OverflowError: (34, 'Numerical result out of range')


OverflowError! This is Python’s way of telling us that the result of the expression is too big for Python to compute using floats.

Floating point numbers are also of a fixed precision, meaning that only so many digits can be stored. If we try to compute or store a number with too many decimal places (say, more than 16), Python will “forget” the digits beyond a certain point:

0.12345678901234567890123

0.12345678901234568


Here’s another example. $$1/(2^{10{,}000})$$ is a very small decimal number, but it isn’t zero. It is too small for Python to calculate using floats, however:

1/(2**10000)

0.0


Because floats lack some precision, small arithmetic errors called floating point errors can result from float operations:

# should be 251, exactly!
2.51 * 100

250.99999999999997


This also means that sometimes something that should be zero doesn’t seem to be zero, but instead appears to be a super small number.

(3.0 * 1.2) - 3.6

-4.440892098500626e-16


This might look like a bug in Python, but it isn’t! This is an inherent limitation of all programming languages which use floating point numbers (which is most of them). It usually isn’t that big of an issue, as long as you’re aware of the problem and are careful. For instance, you should get an uneasy feeling when you write code like int(2.51 * 100), because it may not behave the way you’d first expect:

# "should" be 251!
int(2.51 * 100)

250


Now you try:

Python supports a round() function that (in simple terms) rounds a decimal to an integer like we do with hand so 3.7 gets rounded to 4 and 3.1 gets rounded to 3. With this in mind, answer the following question: Do int(2.51*100) and round(2.51*100) equivalent?

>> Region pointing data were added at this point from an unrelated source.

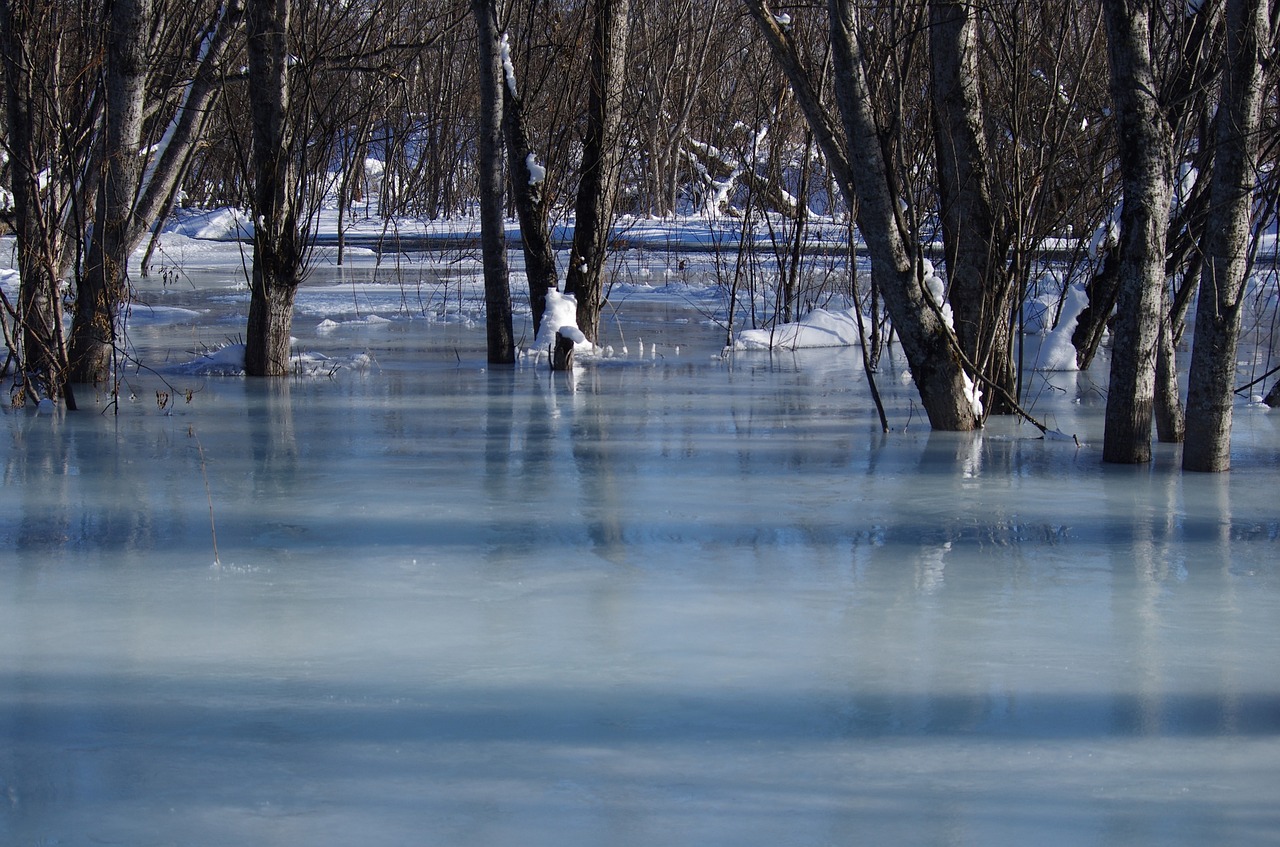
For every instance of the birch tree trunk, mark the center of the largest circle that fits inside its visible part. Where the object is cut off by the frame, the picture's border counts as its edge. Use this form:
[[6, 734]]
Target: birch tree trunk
[[277, 242], [602, 163], [493, 182], [981, 289], [1226, 242], [1144, 147], [101, 288], [926, 339]]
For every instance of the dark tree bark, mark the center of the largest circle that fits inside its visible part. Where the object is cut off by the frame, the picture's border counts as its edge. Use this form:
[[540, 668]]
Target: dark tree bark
[[493, 181], [855, 156], [36, 207], [981, 288], [602, 164], [101, 287], [278, 251], [1144, 147], [1226, 242], [528, 182]]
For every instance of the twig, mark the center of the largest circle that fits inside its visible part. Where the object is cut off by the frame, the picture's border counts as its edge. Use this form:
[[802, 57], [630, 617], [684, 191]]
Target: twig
[[209, 494]]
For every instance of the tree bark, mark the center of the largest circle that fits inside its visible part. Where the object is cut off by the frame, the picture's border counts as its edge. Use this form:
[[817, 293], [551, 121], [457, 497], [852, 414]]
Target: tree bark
[[101, 288], [981, 289], [36, 209], [1144, 147], [530, 206], [1226, 242], [602, 164], [493, 182], [277, 242], [926, 339]]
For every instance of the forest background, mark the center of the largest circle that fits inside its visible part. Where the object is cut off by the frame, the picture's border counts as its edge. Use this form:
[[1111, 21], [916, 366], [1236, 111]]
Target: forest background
[[983, 156]]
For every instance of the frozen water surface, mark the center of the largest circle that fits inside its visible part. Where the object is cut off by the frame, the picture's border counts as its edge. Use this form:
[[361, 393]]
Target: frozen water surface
[[671, 599]]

As we saw earlier, Python evaluates 2.51*100 to 250.99999999999997.

• int(250.99999999999997) evaluates to 250

• round(250.99999999999997) evaluates to 251

## 6.1.5. Summary¶

• Everything in Python has a type – these are called data types.

• We can find the type of an object by calling type function on an object or expression.

• Python has two basic number types: float and int.

• When faced with division or an expression that involves any floats, the end result will be a float.